No text extraction for powerpoint slides when 'squishable' is not set.

computerline1z / okapi

Automatically exported from code.google.com/p/okapi

0 stars 0 forks source link

No text extraction for powerpoint slides when 'squishable' is not set. #319

Closed GoogleCodeExporter closed 9 years ago

GoogleCodeExporter commented 9 years ago

1.Create a new pptx file
2.use the openXmlFilter to display all the text units

With okapi-lib 0.19, the text units displayed are only those contained into the 
MasterSlide, not the usable slides.

When investigating, I saw that slides doc typed "slide+xml" are read as 
Document_Part, and not subdocument. In the source 
net/sf/okapi/filters/openxml/OpenXMLFilter.java , I think line 649, documents 
"notesSlide+xml" and "slideMaster+xml" are translated but not "slide+xml".

Original issue reported on code.google.com by aurelien...@gmail.com on 22 Mar 2013 at 10:53

GoogleCodeExporter commented 9 years ago

I can't reproduce the problem.
I've tried with a PPTX file with 'normal slides' and they get extracted.
The "slide+xml" type for those files seems to be handled in line 640.
If  you could post an example file where the problem occurs it could help.
Thanks,
-yves

Original comment by yves.sav...@gmail.com on 22 Mar 2013 at 12:00

Added labels: Component-OOXMLFilter
Removed labels: Component-

GoogleCodeExporter commented 9 years ago

I tried with this PPTX found into internet.
the OpenXmlFilter opens the zip files, and then reads correctly the 
[Content_Types].xml, and the file /ppt/slideMasters/slideMaster1.xml, but all 
the files into /ppt/slides are considered as "Document part", and not read.

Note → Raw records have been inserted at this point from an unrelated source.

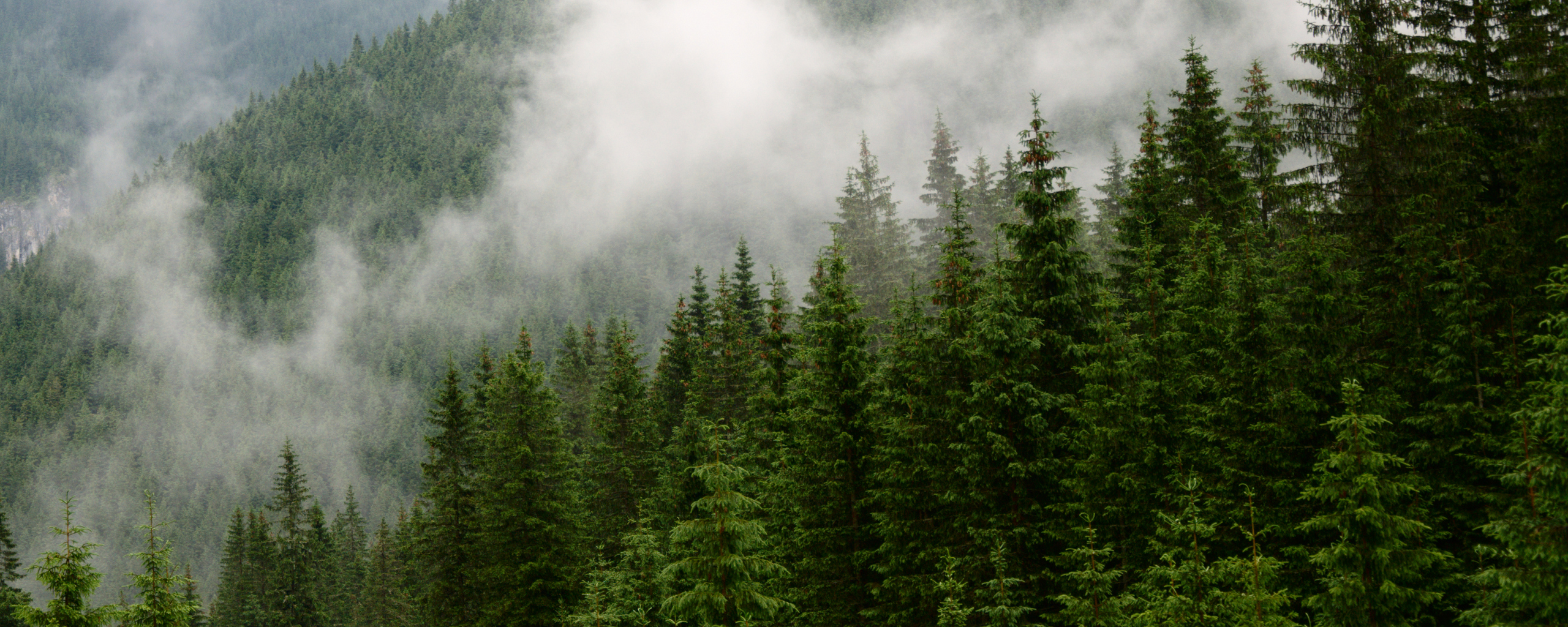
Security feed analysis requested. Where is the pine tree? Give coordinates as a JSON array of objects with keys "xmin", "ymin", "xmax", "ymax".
[
  {"xmin": 1084, "ymin": 145, "xmax": 1131, "ymax": 276},
  {"xmin": 1234, "ymin": 61, "xmax": 1292, "ymax": 224},
  {"xmin": 734, "ymin": 238, "xmax": 762, "ymax": 336},
  {"xmin": 213, "ymin": 508, "xmax": 254, "ymax": 627},
  {"xmin": 1463, "ymin": 252, "xmax": 1568, "ymax": 625},
  {"xmin": 831, "ymin": 133, "xmax": 916, "ymax": 320},
  {"xmin": 263, "ymin": 439, "xmax": 325, "ymax": 627},
  {"xmin": 328, "ymin": 486, "xmax": 370, "ymax": 625},
  {"xmin": 916, "ymin": 111, "xmax": 972, "ymax": 274},
  {"xmin": 658, "ymin": 423, "xmax": 795, "ymax": 627},
  {"xmin": 775, "ymin": 249, "xmax": 880, "ymax": 625},
  {"xmin": 870, "ymin": 197, "xmax": 982, "ymax": 624},
  {"xmin": 121, "ymin": 492, "xmax": 201, "ymax": 627},
  {"xmin": 1112, "ymin": 97, "xmax": 1184, "ymax": 295},
  {"xmin": 420, "ymin": 362, "xmax": 481, "ymax": 627},
  {"xmin": 588, "ymin": 320, "xmax": 662, "ymax": 538},
  {"xmin": 0, "ymin": 503, "xmax": 33, "ymax": 627},
  {"xmin": 1302, "ymin": 381, "xmax": 1452, "ymax": 627},
  {"xmin": 1054, "ymin": 514, "xmax": 1137, "ymax": 627},
  {"xmin": 477, "ymin": 329, "xmax": 582, "ymax": 625},
  {"xmin": 356, "ymin": 519, "xmax": 414, "ymax": 627},
  {"xmin": 14, "ymin": 495, "xmax": 119, "ymax": 627},
  {"xmin": 551, "ymin": 321, "xmax": 604, "ymax": 454}
]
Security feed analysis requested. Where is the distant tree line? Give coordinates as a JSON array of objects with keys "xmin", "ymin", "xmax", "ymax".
[{"xmin": 6, "ymin": 0, "xmax": 1568, "ymax": 627}]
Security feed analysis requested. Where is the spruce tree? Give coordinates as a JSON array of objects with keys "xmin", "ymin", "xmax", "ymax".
[
  {"xmin": 588, "ymin": 320, "xmax": 662, "ymax": 539},
  {"xmin": 212, "ymin": 508, "xmax": 254, "ymax": 627},
  {"xmin": 734, "ymin": 238, "xmax": 762, "ymax": 336},
  {"xmin": 119, "ymin": 492, "xmax": 201, "ymax": 627},
  {"xmin": 473, "ymin": 329, "xmax": 582, "ymax": 625},
  {"xmin": 14, "ymin": 494, "xmax": 119, "ymax": 627},
  {"xmin": 831, "ymin": 133, "xmax": 916, "ymax": 320},
  {"xmin": 658, "ymin": 422, "xmax": 795, "ymax": 627},
  {"xmin": 263, "ymin": 439, "xmax": 325, "ymax": 627},
  {"xmin": 1234, "ymin": 61, "xmax": 1292, "ymax": 224},
  {"xmin": 916, "ymin": 111, "xmax": 972, "ymax": 271},
  {"xmin": 328, "ymin": 486, "xmax": 370, "ymax": 625},
  {"xmin": 0, "ymin": 501, "xmax": 33, "ymax": 627},
  {"xmin": 1165, "ymin": 41, "xmax": 1254, "ymax": 238},
  {"xmin": 773, "ymin": 249, "xmax": 880, "ymax": 625},
  {"xmin": 1054, "ymin": 514, "xmax": 1137, "ymax": 627},
  {"xmin": 551, "ymin": 321, "xmax": 604, "ymax": 454},
  {"xmin": 1463, "ymin": 253, "xmax": 1568, "ymax": 625},
  {"xmin": 1302, "ymin": 381, "xmax": 1452, "ymax": 627},
  {"xmin": 420, "ymin": 361, "xmax": 481, "ymax": 627}
]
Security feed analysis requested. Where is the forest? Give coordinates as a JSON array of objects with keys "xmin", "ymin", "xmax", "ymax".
[{"xmin": 0, "ymin": 0, "xmax": 1568, "ymax": 627}]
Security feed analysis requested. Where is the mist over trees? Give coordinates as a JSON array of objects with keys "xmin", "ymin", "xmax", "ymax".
[{"xmin": 0, "ymin": 0, "xmax": 1568, "ymax": 627}]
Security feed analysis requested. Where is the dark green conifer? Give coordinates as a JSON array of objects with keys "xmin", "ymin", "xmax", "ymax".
[
  {"xmin": 14, "ymin": 495, "xmax": 119, "ymax": 627},
  {"xmin": 773, "ymin": 249, "xmax": 880, "ymax": 625},
  {"xmin": 119, "ymin": 492, "xmax": 201, "ymax": 627},
  {"xmin": 1302, "ymin": 381, "xmax": 1452, "ymax": 627},
  {"xmin": 420, "ymin": 361, "xmax": 481, "ymax": 627},
  {"xmin": 0, "ymin": 503, "xmax": 33, "ymax": 627},
  {"xmin": 658, "ymin": 422, "xmax": 795, "ymax": 627},
  {"xmin": 831, "ymin": 133, "xmax": 916, "ymax": 320},
  {"xmin": 473, "ymin": 329, "xmax": 582, "ymax": 625}
]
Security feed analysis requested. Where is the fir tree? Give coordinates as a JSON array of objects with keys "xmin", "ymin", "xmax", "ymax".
[
  {"xmin": 916, "ymin": 111, "xmax": 965, "ymax": 269},
  {"xmin": 263, "ymin": 440, "xmax": 325, "ymax": 627},
  {"xmin": 775, "ymin": 251, "xmax": 880, "ymax": 625},
  {"xmin": 734, "ymin": 238, "xmax": 762, "ymax": 336},
  {"xmin": 1302, "ymin": 381, "xmax": 1450, "ymax": 627},
  {"xmin": 121, "ymin": 492, "xmax": 201, "ymax": 627},
  {"xmin": 1463, "ymin": 253, "xmax": 1568, "ymax": 625},
  {"xmin": 212, "ymin": 508, "xmax": 255, "ymax": 627},
  {"xmin": 588, "ymin": 320, "xmax": 662, "ymax": 538},
  {"xmin": 16, "ymin": 495, "xmax": 119, "ymax": 627},
  {"xmin": 473, "ymin": 329, "xmax": 582, "ymax": 625},
  {"xmin": 420, "ymin": 362, "xmax": 481, "ymax": 627},
  {"xmin": 831, "ymin": 133, "xmax": 916, "ymax": 320},
  {"xmin": 660, "ymin": 423, "xmax": 795, "ymax": 627},
  {"xmin": 0, "ymin": 503, "xmax": 33, "ymax": 627},
  {"xmin": 1054, "ymin": 514, "xmax": 1137, "ymax": 627}
]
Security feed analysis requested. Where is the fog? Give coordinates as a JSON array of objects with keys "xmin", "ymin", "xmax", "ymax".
[{"xmin": 12, "ymin": 0, "xmax": 1308, "ymax": 600}]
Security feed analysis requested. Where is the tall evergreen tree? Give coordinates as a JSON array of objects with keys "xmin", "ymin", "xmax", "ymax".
[
  {"xmin": 551, "ymin": 321, "xmax": 604, "ymax": 454},
  {"xmin": 475, "ymin": 329, "xmax": 582, "ymax": 625},
  {"xmin": 588, "ymin": 320, "xmax": 663, "ymax": 539},
  {"xmin": 0, "ymin": 503, "xmax": 33, "ymax": 627},
  {"xmin": 263, "ymin": 440, "xmax": 325, "ymax": 627},
  {"xmin": 916, "ymin": 111, "xmax": 972, "ymax": 269},
  {"xmin": 831, "ymin": 133, "xmax": 916, "ymax": 320},
  {"xmin": 420, "ymin": 362, "xmax": 481, "ymax": 627},
  {"xmin": 16, "ymin": 495, "xmax": 119, "ymax": 627},
  {"xmin": 734, "ymin": 238, "xmax": 762, "ymax": 336},
  {"xmin": 660, "ymin": 423, "xmax": 793, "ymax": 627},
  {"xmin": 1302, "ymin": 381, "xmax": 1452, "ymax": 627},
  {"xmin": 775, "ymin": 249, "xmax": 880, "ymax": 625},
  {"xmin": 121, "ymin": 492, "xmax": 201, "ymax": 627},
  {"xmin": 1463, "ymin": 253, "xmax": 1568, "ymax": 625}
]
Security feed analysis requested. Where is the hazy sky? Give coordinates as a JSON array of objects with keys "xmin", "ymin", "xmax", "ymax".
[{"xmin": 17, "ymin": 0, "xmax": 1310, "ymax": 596}]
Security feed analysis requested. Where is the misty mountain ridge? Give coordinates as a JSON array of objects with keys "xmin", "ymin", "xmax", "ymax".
[{"xmin": 0, "ymin": 0, "xmax": 1342, "ymax": 611}]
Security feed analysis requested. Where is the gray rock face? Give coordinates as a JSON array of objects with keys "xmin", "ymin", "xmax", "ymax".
[{"xmin": 0, "ymin": 182, "xmax": 70, "ymax": 268}]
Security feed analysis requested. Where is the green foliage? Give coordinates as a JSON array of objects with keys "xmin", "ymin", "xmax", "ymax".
[
  {"xmin": 119, "ymin": 492, "xmax": 201, "ymax": 627},
  {"xmin": 1302, "ymin": 381, "xmax": 1452, "ymax": 627},
  {"xmin": 658, "ymin": 425, "xmax": 795, "ymax": 625},
  {"xmin": 475, "ymin": 329, "xmax": 582, "ymax": 625},
  {"xmin": 14, "ymin": 495, "xmax": 119, "ymax": 627},
  {"xmin": 831, "ymin": 133, "xmax": 916, "ymax": 320},
  {"xmin": 0, "ymin": 509, "xmax": 33, "ymax": 627},
  {"xmin": 1463, "ymin": 250, "xmax": 1568, "ymax": 625}
]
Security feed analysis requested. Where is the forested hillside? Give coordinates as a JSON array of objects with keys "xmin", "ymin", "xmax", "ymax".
[{"xmin": 9, "ymin": 0, "xmax": 1568, "ymax": 627}]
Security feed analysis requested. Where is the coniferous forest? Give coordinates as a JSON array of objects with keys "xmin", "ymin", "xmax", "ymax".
[{"xmin": 0, "ymin": 0, "xmax": 1568, "ymax": 627}]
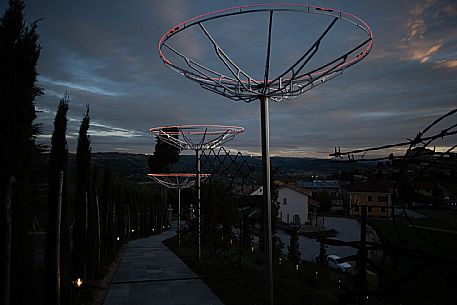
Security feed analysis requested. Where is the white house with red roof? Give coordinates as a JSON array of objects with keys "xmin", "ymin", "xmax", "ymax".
[{"xmin": 276, "ymin": 185, "xmax": 319, "ymax": 226}]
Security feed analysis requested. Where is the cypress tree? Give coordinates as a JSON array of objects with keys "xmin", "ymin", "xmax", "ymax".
[
  {"xmin": 45, "ymin": 94, "xmax": 70, "ymax": 304},
  {"xmin": 0, "ymin": 0, "xmax": 42, "ymax": 304},
  {"xmin": 73, "ymin": 105, "xmax": 91, "ymax": 280}
]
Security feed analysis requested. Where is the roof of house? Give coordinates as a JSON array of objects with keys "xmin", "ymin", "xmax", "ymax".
[
  {"xmin": 298, "ymin": 180, "xmax": 339, "ymax": 188},
  {"xmin": 343, "ymin": 181, "xmax": 392, "ymax": 193}
]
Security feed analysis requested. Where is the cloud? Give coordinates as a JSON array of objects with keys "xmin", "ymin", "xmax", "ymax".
[
  {"xmin": 435, "ymin": 59, "xmax": 457, "ymax": 69},
  {"xmin": 411, "ymin": 40, "xmax": 443, "ymax": 64},
  {"xmin": 401, "ymin": 0, "xmax": 457, "ymax": 68}
]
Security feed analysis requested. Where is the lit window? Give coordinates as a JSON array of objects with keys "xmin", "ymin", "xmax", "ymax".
[{"xmin": 378, "ymin": 196, "xmax": 387, "ymax": 202}]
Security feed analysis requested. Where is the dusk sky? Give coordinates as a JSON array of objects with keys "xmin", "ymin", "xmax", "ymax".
[{"xmin": 4, "ymin": 0, "xmax": 457, "ymax": 157}]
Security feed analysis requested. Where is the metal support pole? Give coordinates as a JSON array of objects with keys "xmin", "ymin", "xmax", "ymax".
[
  {"xmin": 260, "ymin": 97, "xmax": 273, "ymax": 305},
  {"xmin": 195, "ymin": 149, "xmax": 202, "ymax": 262},
  {"xmin": 56, "ymin": 170, "xmax": 63, "ymax": 305},
  {"xmin": 84, "ymin": 192, "xmax": 89, "ymax": 283},
  {"xmin": 356, "ymin": 204, "xmax": 367, "ymax": 304},
  {"xmin": 178, "ymin": 188, "xmax": 181, "ymax": 247}
]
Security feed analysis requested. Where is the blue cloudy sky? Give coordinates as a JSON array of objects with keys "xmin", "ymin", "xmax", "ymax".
[{"xmin": 0, "ymin": 0, "xmax": 457, "ymax": 157}]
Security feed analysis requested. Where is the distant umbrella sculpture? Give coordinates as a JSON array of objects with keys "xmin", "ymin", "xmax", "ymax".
[
  {"xmin": 149, "ymin": 125, "xmax": 244, "ymax": 261},
  {"xmin": 148, "ymin": 173, "xmax": 209, "ymax": 246},
  {"xmin": 158, "ymin": 3, "xmax": 373, "ymax": 304}
]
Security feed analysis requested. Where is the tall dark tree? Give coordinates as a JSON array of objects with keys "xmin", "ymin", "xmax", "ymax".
[
  {"xmin": 0, "ymin": 0, "xmax": 42, "ymax": 304},
  {"xmin": 73, "ymin": 106, "xmax": 91, "ymax": 279},
  {"xmin": 45, "ymin": 94, "xmax": 70, "ymax": 304},
  {"xmin": 149, "ymin": 127, "xmax": 180, "ymax": 173}
]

PS: i tired with okapi-lib v0.19.
http://code.google.com/p/okapi/source/browse/okapi/filters/openxml/src/main/java
/net/sf/okapi/filters/openxml/OpenXMLFilter.java?name=m19
Into this file version, i can't see the handler for "slide+xml" type

Original comment by aurelien...@gmail.com on 22 Mar 2013 at 1:05

Attachments:

resume-cover-letter-preparation-2011.pptx

GoogleCodeExporter commented 9 years ago

> PS: i tired with okapi-lib v0.19.
> Into this file version, i can't see the handler for "slide+xml" type

Line 606 in that file.

Thanks for the example file. I'll try it.

Original comment by yves.sav...@gmail.com on 22 Mar 2013 at 1:38

GoogleCodeExporter commented 9 years ago

Maybe we fixed something since M19, but M21-snapshot seems to be extracting 
that file properly (see pseudo-translated output).
I haven't tried with M20 (which is the current release)

Original comment by yves.sav...@gmail.com on 22 Mar 2013 at 1:45

Attachments:

test319_1.out.pptx

GoogleCodeExporter commented 9 years ago

Thanks!
In fact, if i put the boolean "bSquishable" to true, the line 606 is 
accessible, but if i turn this boolean to false, then the line 606 is never 
reached. Then, i don't know if it considered as a bug for this version...
Thanks for the help

Original comment by aurelien...@gmail.com on 22 Mar 2013 at 1:48

GoogleCodeExporter commented 9 years ago

Mmm.. I'm not sure why an option about optimizing the text runs is tested there.
That variable seems also set to true evrywhere.
It looks like there is something fishy about this part of the code.
I'll keep the issue open for now.
Thanks for the input/feedback.
-ys

Original comment by yves.sav...@gmail.com on 22 Mar 2013 at 1:58

Changed title: No text extraction for powerpoint slides when 'squishable' is not set.

GoogleCodeExporter commented 9 years ago

I changed the bSquishable test.

Original comment by twbgaze...@gmail.com on 24 Jul 2013 at 7:24

Changed state: Fixed